Goujaterie ordinaire parmi les chefs d’entreprises

Goujaterie ordinaire parmi les chefs d’entreprises

Un billet d’humeur de Sébastien Pissavy sur les relents de sexisme encore présents en entreprise.


J’ai fait une expérience étonnante récemment. J’étais à une réunion d’une vingtaine de chefs d’entreprises dont seulement deux femmes. C’est assez représentatif des assemblées de responsables de PME : toujours très peu de femmes, il arrive même parfois qu’il n’y en ait aucune.

Au cours de cette réunion, l’intervenant du jour demande un volontaire pour intervenir devant l’auditoire et démontrer par l’exemple ce qu’il vient de professer. Comme toujours en pareil cas, les volontaires ne se précipitent pas.

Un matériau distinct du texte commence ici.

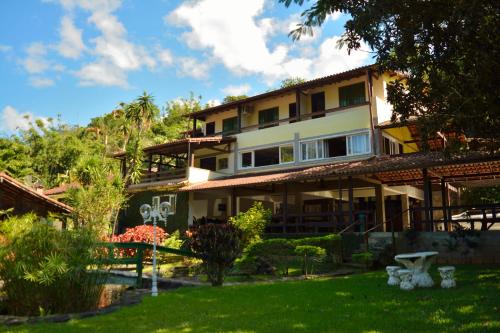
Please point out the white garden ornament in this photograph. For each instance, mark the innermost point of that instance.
(447, 276)
(392, 271)
(405, 275)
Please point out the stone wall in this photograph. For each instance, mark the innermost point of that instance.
(477, 248)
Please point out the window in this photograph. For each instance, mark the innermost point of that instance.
(268, 117)
(292, 112)
(352, 94)
(335, 147)
(172, 200)
(318, 104)
(312, 150)
(246, 160)
(391, 146)
(210, 128)
(286, 154)
(222, 163)
(268, 156)
(208, 163)
(230, 125)
(358, 144)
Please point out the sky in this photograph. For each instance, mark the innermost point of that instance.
(78, 59)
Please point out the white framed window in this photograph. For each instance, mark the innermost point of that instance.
(312, 150)
(171, 199)
(358, 144)
(286, 154)
(337, 146)
(246, 159)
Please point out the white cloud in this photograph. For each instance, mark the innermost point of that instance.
(213, 102)
(192, 67)
(234, 34)
(165, 57)
(102, 73)
(5, 48)
(71, 45)
(13, 120)
(35, 61)
(233, 90)
(40, 82)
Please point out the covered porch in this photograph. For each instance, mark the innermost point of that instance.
(388, 193)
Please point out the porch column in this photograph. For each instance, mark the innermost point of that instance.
(194, 127)
(380, 205)
(341, 206)
(240, 110)
(405, 206)
(233, 201)
(351, 201)
(427, 199)
(285, 203)
(444, 202)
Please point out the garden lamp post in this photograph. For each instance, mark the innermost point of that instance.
(159, 212)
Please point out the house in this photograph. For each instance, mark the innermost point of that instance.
(23, 199)
(323, 155)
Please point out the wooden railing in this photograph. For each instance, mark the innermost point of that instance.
(468, 215)
(149, 177)
(279, 122)
(117, 256)
(321, 222)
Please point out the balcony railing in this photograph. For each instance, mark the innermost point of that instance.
(284, 121)
(149, 177)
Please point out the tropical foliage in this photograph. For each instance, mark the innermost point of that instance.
(44, 270)
(447, 50)
(252, 223)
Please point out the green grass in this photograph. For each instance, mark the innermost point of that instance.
(360, 303)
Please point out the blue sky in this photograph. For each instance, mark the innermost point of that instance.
(80, 58)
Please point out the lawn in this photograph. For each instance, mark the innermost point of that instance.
(358, 303)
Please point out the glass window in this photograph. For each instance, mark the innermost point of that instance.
(268, 156)
(246, 160)
(210, 128)
(359, 144)
(352, 94)
(286, 154)
(172, 200)
(336, 147)
(222, 163)
(312, 150)
(268, 117)
(208, 163)
(229, 125)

Un membre de l’assistance, la soixantaine, prend alors la parole et demande qu’une des deux femmes se prête à l’exercice. Voyant que personne ne bouge, il insiste et désigne une jeune femme d’une trentaine d’années. Devant la pression, celle-ci finit par accepter. Elle traverse la salle pour se rendre aux côtés de l’intervenant. Pendant ce temps, le sexagénaire commente à voix haute :
– C’est quand même plus agréable quand c’est une jolie femme qui intervient, non ?
Quelques rires fusent.

La jeune femme visiblement gênée commence l’exercice. Pendant ce temps, le goujat continue à commenter à haute voix afin que tout le monde entende :
– Ah oui, quand même, ça valait le coup, vous ne trouvez pas ?

Puis encore :
– De toutes façons, on s’en fiche un peu de ce qu’elle raconte, non ? L’essentiel n’est pas là.

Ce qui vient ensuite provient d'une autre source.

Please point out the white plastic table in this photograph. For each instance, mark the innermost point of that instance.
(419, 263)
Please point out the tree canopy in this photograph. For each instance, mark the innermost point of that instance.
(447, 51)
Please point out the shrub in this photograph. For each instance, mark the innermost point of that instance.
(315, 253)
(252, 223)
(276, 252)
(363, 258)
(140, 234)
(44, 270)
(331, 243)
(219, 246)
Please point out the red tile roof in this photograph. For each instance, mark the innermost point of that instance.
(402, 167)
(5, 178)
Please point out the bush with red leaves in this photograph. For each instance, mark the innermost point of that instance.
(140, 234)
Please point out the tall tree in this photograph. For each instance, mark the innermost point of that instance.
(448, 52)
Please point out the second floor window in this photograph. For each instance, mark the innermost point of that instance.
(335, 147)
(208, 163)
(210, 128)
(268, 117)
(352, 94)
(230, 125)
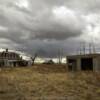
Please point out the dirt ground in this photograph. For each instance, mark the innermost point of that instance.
(47, 82)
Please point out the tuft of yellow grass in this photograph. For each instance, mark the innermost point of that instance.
(47, 82)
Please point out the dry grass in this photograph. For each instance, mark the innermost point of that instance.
(48, 83)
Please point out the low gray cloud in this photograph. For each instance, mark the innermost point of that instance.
(26, 24)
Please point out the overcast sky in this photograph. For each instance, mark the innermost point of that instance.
(45, 26)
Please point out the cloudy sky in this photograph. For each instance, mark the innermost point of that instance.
(47, 26)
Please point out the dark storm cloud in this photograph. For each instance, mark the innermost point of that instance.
(28, 23)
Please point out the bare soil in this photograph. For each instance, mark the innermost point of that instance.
(48, 82)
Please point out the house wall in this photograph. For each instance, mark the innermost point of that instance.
(96, 63)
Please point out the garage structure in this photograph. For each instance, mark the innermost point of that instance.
(86, 62)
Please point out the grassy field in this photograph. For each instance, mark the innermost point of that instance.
(42, 82)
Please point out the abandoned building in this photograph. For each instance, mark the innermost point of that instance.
(87, 62)
(12, 59)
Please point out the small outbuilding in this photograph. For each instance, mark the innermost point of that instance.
(86, 62)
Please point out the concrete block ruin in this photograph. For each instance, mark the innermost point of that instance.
(86, 62)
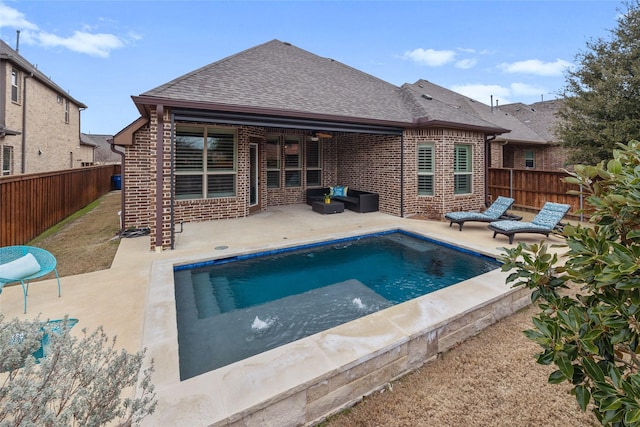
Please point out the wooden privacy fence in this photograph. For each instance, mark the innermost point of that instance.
(32, 203)
(531, 188)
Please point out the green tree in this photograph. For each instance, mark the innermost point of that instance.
(602, 95)
(589, 319)
(80, 382)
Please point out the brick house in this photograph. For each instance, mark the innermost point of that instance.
(39, 121)
(258, 128)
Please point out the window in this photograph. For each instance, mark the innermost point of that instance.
(292, 169)
(7, 159)
(462, 169)
(66, 110)
(313, 155)
(425, 169)
(15, 85)
(273, 162)
(529, 159)
(205, 163)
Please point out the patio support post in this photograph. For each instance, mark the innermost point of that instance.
(159, 175)
(402, 175)
(172, 193)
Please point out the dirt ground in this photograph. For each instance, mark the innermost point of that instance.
(491, 379)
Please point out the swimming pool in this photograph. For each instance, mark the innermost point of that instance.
(233, 308)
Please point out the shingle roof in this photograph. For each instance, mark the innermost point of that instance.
(519, 132)
(539, 116)
(280, 77)
(9, 54)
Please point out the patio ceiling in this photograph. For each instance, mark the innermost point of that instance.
(282, 121)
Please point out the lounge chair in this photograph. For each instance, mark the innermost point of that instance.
(544, 222)
(23, 263)
(494, 212)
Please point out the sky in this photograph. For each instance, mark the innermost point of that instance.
(104, 52)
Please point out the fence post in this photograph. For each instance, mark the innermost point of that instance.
(511, 183)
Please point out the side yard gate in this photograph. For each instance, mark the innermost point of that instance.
(531, 188)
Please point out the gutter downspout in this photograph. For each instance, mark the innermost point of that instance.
(3, 99)
(487, 165)
(172, 194)
(402, 175)
(23, 163)
(159, 174)
(122, 198)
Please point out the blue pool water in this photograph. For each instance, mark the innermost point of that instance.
(230, 309)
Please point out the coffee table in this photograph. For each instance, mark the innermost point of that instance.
(327, 208)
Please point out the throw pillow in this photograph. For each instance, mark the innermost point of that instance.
(20, 268)
(340, 191)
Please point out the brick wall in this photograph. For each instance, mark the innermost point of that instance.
(51, 143)
(547, 157)
(371, 163)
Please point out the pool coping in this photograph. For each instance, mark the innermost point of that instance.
(304, 382)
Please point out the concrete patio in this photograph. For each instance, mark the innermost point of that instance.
(133, 300)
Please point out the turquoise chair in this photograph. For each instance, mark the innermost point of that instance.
(24, 263)
(547, 220)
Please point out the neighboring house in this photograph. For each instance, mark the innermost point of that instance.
(39, 121)
(529, 144)
(541, 117)
(103, 154)
(258, 128)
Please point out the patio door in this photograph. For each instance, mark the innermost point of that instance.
(254, 178)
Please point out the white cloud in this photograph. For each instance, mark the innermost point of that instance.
(83, 41)
(465, 64)
(483, 93)
(11, 18)
(430, 57)
(524, 89)
(537, 67)
(91, 44)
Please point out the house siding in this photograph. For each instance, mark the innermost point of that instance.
(46, 130)
(547, 157)
(444, 200)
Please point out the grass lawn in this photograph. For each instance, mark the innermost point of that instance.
(491, 379)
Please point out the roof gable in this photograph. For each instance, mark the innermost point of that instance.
(12, 56)
(518, 131)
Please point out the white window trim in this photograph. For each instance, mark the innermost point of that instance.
(431, 173)
(469, 147)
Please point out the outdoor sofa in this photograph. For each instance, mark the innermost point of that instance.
(355, 200)
(495, 212)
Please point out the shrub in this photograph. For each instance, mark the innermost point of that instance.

S’ensuivront encore 3 ou 4 allusions déplacées à haute voix. Au fil des répliques, les rires se sont tus, les remarques inappropriées ne faisaient plus rire personne. Mais le vieux libidineux prenait toujours son pied.

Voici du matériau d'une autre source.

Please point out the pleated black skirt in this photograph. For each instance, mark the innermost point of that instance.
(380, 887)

Un peu plus tard dans la journée, le goujat du jour en viendra même à déplorer que l’autre dame de l’assistance ait une jupe un peu trop longue à son goût. Le tout sous le ton de la plaisanterie. Evidemment…

Ce qui m’a le plus choqué dans cette histoire, au-delà de la goujaterie ou du machisme ordinaire, c’est que personne n’ait recadré l’indélicat. Je me suis cru au Moyen-Âge, quand le seigneur pouvait librement mettre la main aux fesses des paysannes voire les coincer pour faire son affaire.

Cette expérience aura eu toutefois un mérite : elle m’aura fait comprendre pourquoi quelques dizaines d’entrepreneuses cantaliennes en sont venues à créer l’association Cant’Elles qui est interdite aux hommes, et au sein de laquelle j’aurai le plaisir d’intervenir à leur demande au cours du 1er trimestre 2016. Au début, je me moquais gentiment de mon épouse qui est partie prenante de cette association. Je parlais volontiers d’association féministe… Maintenant, j’ai compris l’utilité pour ces femmes entrepreneuses de se retrouver entre elles. C’est aussi pour éviter ce genre de comportements détestables.

PS : Je précise que le goujat est parisien, n’y voyez donc pas le signe que les cantalous seraient plus mal élevés que les autres.